Kansi frowned. “With respect, why were you not around? If he was so important…shouldn’t you have stayed with him to the modern day?” Out of the corner of my eye, Lin and Lian both busied themselves with everything but the conversation at hand, even as they listened intently for my answer.

Regret twinged my heart, but I steeled my expression. “It’s my fault. I tried to be a hero, tried to save everyone and everything, and in doing so, killed everyone. I lost control, went mad, and said…things I can never take back. I forced his hand, and Jinshi locked me away.”

“Locked you…” Realization seemed to dawn on Kansi like the sun over the eastern seas. “You’re a moon artist…”

“That’s why I’m at Iron,” I said. “It was the only way to escape my prison. I bound myself to Lin and his advancement in order to slip the Labyrinth’s watch.”

Kansi was silent for a long moment as she stared into the fire. “I had no idea he had someone so special to him. He was so aloof…but he hated the Legend of the Darkened Moon. Anytime it was performed, he’d get upset, then leave.”

Memory flooded my mind. The surprise attack on the moon’s surface that stunned me, the blur that followed, Razor Wind protruding from my own chest.
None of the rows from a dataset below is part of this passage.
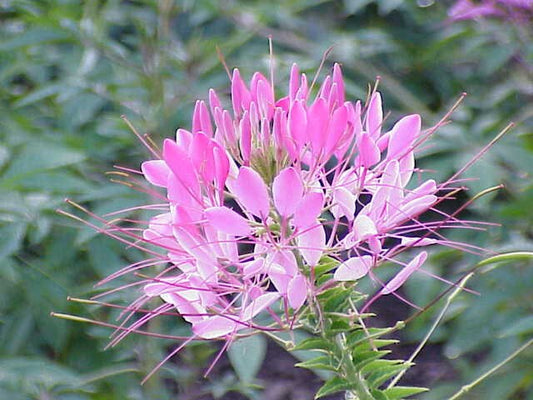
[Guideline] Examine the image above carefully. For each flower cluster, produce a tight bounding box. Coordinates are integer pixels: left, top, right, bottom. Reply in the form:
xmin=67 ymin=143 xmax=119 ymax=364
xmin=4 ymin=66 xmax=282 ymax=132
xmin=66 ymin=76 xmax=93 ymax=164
xmin=96 ymin=61 xmax=478 ymax=350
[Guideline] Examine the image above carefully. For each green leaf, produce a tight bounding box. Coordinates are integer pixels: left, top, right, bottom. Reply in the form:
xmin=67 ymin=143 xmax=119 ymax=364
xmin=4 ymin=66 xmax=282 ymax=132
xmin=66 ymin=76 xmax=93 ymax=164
xmin=291 ymin=338 xmax=332 ymax=351
xmin=0 ymin=28 xmax=67 ymax=51
xmin=383 ymin=386 xmax=429 ymax=400
xmin=0 ymin=222 xmax=28 ymax=260
xmin=359 ymin=358 xmax=402 ymax=375
xmin=499 ymin=315 xmax=533 ymax=337
xmin=315 ymin=257 xmax=340 ymax=278
xmin=295 ymin=356 xmax=337 ymax=371
xmin=476 ymin=251 xmax=533 ymax=273
xmin=0 ymin=141 xmax=85 ymax=186
xmin=228 ymin=335 xmax=267 ymax=383
xmin=315 ymin=376 xmax=353 ymax=399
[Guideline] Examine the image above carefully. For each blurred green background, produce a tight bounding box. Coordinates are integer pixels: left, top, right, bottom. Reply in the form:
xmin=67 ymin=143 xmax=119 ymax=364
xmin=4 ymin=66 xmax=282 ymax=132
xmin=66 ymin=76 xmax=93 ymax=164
xmin=0 ymin=0 xmax=533 ymax=400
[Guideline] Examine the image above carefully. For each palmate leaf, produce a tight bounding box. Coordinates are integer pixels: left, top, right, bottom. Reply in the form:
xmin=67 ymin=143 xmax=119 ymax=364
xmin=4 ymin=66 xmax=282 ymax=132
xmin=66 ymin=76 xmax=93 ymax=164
xmin=292 ymin=337 xmax=333 ymax=351
xmin=295 ymin=356 xmax=338 ymax=372
xmin=383 ymin=386 xmax=429 ymax=400
xmin=315 ymin=376 xmax=353 ymax=399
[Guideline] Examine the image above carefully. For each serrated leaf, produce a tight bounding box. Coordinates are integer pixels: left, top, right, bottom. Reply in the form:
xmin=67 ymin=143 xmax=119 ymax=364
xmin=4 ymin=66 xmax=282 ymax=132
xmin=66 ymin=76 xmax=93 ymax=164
xmin=295 ymin=356 xmax=337 ymax=371
xmin=359 ymin=359 xmax=401 ymax=375
xmin=314 ymin=257 xmax=339 ymax=278
xmin=352 ymin=350 xmax=390 ymax=369
xmin=383 ymin=386 xmax=429 ymax=400
xmin=228 ymin=335 xmax=266 ymax=383
xmin=315 ymin=376 xmax=353 ymax=399
xmin=367 ymin=363 xmax=411 ymax=387
xmin=291 ymin=338 xmax=332 ymax=351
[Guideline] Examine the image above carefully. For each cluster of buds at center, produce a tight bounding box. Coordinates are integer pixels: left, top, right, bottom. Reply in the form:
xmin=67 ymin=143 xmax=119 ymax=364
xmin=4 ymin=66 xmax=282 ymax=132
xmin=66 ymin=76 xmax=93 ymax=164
xmin=97 ymin=65 xmax=476 ymax=350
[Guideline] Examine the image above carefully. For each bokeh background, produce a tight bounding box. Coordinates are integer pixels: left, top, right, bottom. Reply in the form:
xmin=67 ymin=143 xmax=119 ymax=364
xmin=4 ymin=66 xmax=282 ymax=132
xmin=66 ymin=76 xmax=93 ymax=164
xmin=0 ymin=0 xmax=533 ymax=400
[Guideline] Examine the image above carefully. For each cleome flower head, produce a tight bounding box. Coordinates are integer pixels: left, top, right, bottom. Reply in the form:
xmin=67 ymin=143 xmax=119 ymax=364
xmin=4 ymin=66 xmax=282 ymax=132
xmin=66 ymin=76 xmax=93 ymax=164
xmin=75 ymin=65 xmax=486 ymax=368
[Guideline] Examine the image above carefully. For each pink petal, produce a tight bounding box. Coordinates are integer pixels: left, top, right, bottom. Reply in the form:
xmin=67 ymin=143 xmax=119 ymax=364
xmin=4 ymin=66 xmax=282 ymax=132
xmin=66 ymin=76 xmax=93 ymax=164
xmin=307 ymin=97 xmax=329 ymax=156
xmin=405 ymin=179 xmax=437 ymax=201
xmin=143 ymin=276 xmax=182 ymax=297
xmin=289 ymin=100 xmax=307 ymax=152
xmin=241 ymin=292 xmax=280 ymax=321
xmin=239 ymin=111 xmax=252 ymax=164
xmin=331 ymin=187 xmax=356 ymax=221
xmin=292 ymin=192 xmax=324 ymax=229
xmin=272 ymin=167 xmax=304 ymax=217
xmin=333 ymin=63 xmax=344 ymax=106
xmin=326 ymin=104 xmax=348 ymax=154
xmin=163 ymin=139 xmax=199 ymax=192
xmin=233 ymin=167 xmax=270 ymax=219
xmin=242 ymin=258 xmax=265 ymax=278
xmin=205 ymin=207 xmax=252 ymax=236
xmin=141 ymin=160 xmax=170 ymax=187
xmin=189 ymin=132 xmax=215 ymax=182
xmin=192 ymin=315 xmax=237 ymax=339
xmin=267 ymin=262 xmax=292 ymax=294
xmin=231 ymin=69 xmax=251 ymax=115
xmin=271 ymin=250 xmax=298 ymax=277
xmin=296 ymin=221 xmax=326 ymax=267
xmin=192 ymin=101 xmax=213 ymax=137
xmin=387 ymin=114 xmax=422 ymax=160
xmin=333 ymin=256 xmax=373 ymax=281
xmin=380 ymin=251 xmax=428 ymax=294
xmin=358 ymin=132 xmax=381 ymax=168
xmin=401 ymin=237 xmax=438 ymax=247
xmin=287 ymin=274 xmax=307 ymax=311
xmin=353 ymin=214 xmax=378 ymax=241
xmin=366 ymin=92 xmax=383 ymax=139
xmin=289 ymin=64 xmax=300 ymax=102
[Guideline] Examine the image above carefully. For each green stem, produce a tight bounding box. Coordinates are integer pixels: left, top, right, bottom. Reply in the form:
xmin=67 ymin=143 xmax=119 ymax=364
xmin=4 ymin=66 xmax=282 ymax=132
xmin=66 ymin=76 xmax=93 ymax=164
xmin=387 ymin=272 xmax=474 ymax=389
xmin=333 ymin=333 xmax=375 ymax=400
xmin=449 ymin=339 xmax=533 ymax=400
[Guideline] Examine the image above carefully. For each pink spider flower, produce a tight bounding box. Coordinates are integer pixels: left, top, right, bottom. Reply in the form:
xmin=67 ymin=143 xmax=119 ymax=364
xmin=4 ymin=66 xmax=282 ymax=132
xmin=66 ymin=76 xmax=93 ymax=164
xmin=76 ymin=64 xmax=490 ymax=376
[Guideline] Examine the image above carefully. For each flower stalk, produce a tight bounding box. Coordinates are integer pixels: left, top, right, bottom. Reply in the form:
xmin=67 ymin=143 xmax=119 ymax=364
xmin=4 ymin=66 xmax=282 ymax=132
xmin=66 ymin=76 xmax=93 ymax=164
xmin=57 ymin=57 xmax=490 ymax=400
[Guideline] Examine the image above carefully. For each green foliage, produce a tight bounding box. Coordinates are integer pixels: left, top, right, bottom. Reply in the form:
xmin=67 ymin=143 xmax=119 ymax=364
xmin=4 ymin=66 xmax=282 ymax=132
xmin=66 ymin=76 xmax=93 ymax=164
xmin=291 ymin=286 xmax=426 ymax=400
xmin=0 ymin=0 xmax=533 ymax=400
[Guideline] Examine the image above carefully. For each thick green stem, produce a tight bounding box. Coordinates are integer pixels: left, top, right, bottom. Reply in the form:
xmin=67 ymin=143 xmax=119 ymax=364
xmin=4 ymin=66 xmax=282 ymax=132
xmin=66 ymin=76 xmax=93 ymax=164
xmin=334 ymin=333 xmax=375 ymax=400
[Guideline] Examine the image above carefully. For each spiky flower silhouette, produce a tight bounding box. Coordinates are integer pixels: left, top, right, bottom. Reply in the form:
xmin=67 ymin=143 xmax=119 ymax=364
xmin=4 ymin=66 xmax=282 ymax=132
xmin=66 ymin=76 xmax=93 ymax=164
xmin=57 ymin=61 xmax=486 ymax=382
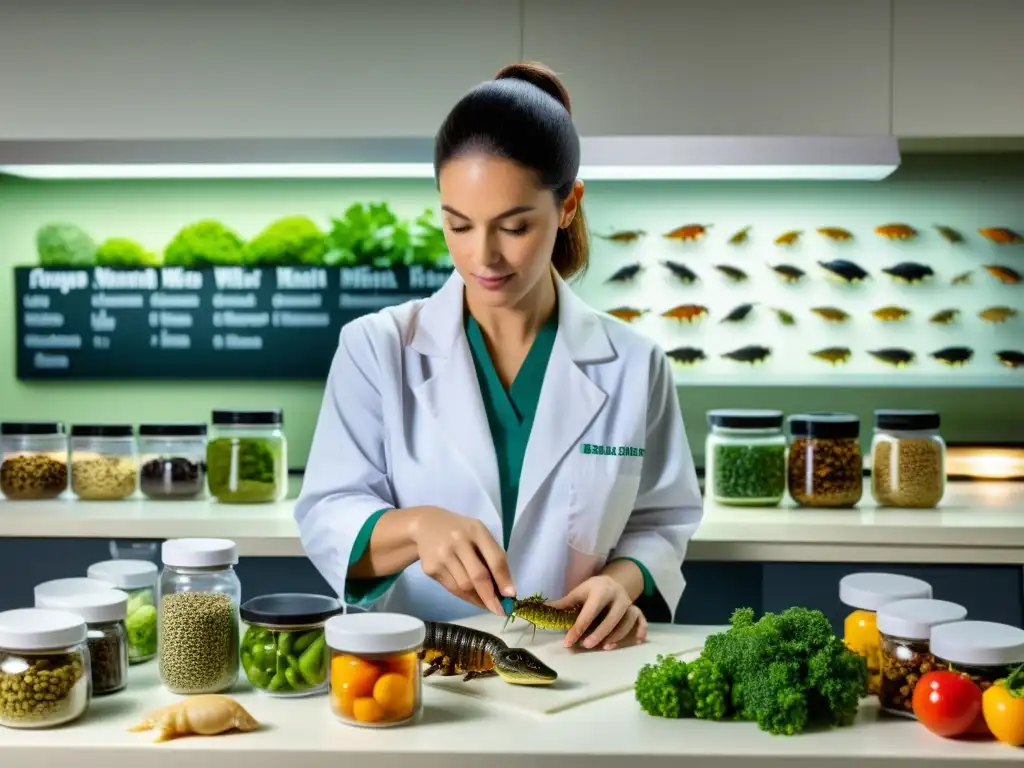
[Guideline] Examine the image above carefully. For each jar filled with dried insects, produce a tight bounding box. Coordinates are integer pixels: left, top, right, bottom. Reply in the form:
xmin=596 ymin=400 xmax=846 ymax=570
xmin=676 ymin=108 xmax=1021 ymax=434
xmin=878 ymin=599 xmax=967 ymax=718
xmin=0 ymin=608 xmax=92 ymax=728
xmin=871 ymin=411 xmax=946 ymax=509
xmin=788 ymin=413 xmax=864 ymax=507
xmin=0 ymin=421 xmax=68 ymax=501
xmin=138 ymin=423 xmax=206 ymax=500
xmin=71 ymin=424 xmax=138 ymax=501
xmin=705 ymin=410 xmax=785 ymax=507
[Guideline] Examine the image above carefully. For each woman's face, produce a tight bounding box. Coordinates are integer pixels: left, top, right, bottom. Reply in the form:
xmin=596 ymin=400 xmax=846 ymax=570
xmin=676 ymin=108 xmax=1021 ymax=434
xmin=438 ymin=153 xmax=583 ymax=307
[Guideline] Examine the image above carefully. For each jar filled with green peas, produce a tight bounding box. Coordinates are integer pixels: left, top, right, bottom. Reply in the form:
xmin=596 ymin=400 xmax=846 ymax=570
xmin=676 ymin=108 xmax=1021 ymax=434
xmin=241 ymin=593 xmax=342 ymax=697
xmin=705 ymin=409 xmax=785 ymax=507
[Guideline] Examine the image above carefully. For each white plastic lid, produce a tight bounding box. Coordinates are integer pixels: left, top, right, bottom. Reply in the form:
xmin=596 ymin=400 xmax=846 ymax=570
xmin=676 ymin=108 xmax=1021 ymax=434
xmin=877 ymin=599 xmax=967 ymax=640
xmin=85 ymin=560 xmax=158 ymax=590
xmin=161 ymin=539 xmax=239 ymax=568
xmin=324 ymin=612 xmax=427 ymax=653
xmin=0 ymin=608 xmax=86 ymax=650
xmin=36 ymin=590 xmax=128 ymax=624
xmin=33 ymin=577 xmax=114 ymax=605
xmin=932 ymin=622 xmax=1024 ymax=667
xmin=839 ymin=573 xmax=932 ymax=610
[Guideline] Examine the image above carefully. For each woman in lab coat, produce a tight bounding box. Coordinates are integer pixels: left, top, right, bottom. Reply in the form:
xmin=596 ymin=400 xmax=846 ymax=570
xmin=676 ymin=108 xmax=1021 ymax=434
xmin=295 ymin=63 xmax=701 ymax=648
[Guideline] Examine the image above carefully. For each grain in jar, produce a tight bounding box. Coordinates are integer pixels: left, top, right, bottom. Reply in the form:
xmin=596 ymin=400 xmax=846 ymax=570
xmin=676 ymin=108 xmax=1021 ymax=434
xmin=71 ymin=424 xmax=138 ymax=501
xmin=787 ymin=413 xmax=864 ymax=507
xmin=0 ymin=422 xmax=68 ymax=501
xmin=839 ymin=572 xmax=932 ymax=695
xmin=871 ymin=410 xmax=946 ymax=509
xmin=325 ymin=612 xmax=426 ymax=727
xmin=878 ymin=599 xmax=967 ymax=717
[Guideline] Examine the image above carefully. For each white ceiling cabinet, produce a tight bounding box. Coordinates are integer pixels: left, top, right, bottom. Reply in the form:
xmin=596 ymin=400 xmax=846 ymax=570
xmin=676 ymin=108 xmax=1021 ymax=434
xmin=523 ymin=0 xmax=892 ymax=135
xmin=0 ymin=0 xmax=521 ymax=139
xmin=894 ymin=0 xmax=1024 ymax=137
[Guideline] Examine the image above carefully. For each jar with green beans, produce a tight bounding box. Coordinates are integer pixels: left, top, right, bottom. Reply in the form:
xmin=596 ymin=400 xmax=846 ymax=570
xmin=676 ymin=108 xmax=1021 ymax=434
xmin=705 ymin=409 xmax=785 ymax=507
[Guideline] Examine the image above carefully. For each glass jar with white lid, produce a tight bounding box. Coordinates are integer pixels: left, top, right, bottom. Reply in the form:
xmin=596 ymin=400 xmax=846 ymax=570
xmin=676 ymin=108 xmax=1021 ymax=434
xmin=0 ymin=421 xmax=68 ymax=501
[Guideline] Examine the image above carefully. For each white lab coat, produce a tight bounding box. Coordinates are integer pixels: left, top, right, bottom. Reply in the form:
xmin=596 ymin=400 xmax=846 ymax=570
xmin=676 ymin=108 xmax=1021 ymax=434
xmin=295 ymin=272 xmax=701 ymax=621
Then…the walk.

That day, I woke wrapped in chains, being carried in strong, gentle arms down stone passages. It was Jinshi who carried me. I remember asking him what happened, that I’d had a terrible nightmare. His face was stone, and as he laid me into the seven-layered coffin that would bind me, I begged him to stop. Begging turned to cursing as desperation drove me.

I said such terrible things…

Then came the nail, thirteen inches of lightning-scorched sandalwood. Thirteen times he pounded that nail, driving it straight through my heart. By the last one, the pain was too much, and I couldn’t take it. Before I passed out, the last thing I saw was Jinshi’s stone expression as he pulled the first lid over my prison.

“For so long, I thought he hated me, and that I deserved it,” I whispered.

“I don’t think he ever stopped regretting what he did to you,” Kansi answered. “And, even at the end of it all, his last thoughts were of you.”

I put my hand over my heart, feeling the letter through my robes. “I hope we meet again…in our next lives. Then, I can tell him just how sorry I am.” I turned my face up to the scarred moon.

Kansi’s face turned up as well. “Wherever he is, I’m sure he knows.”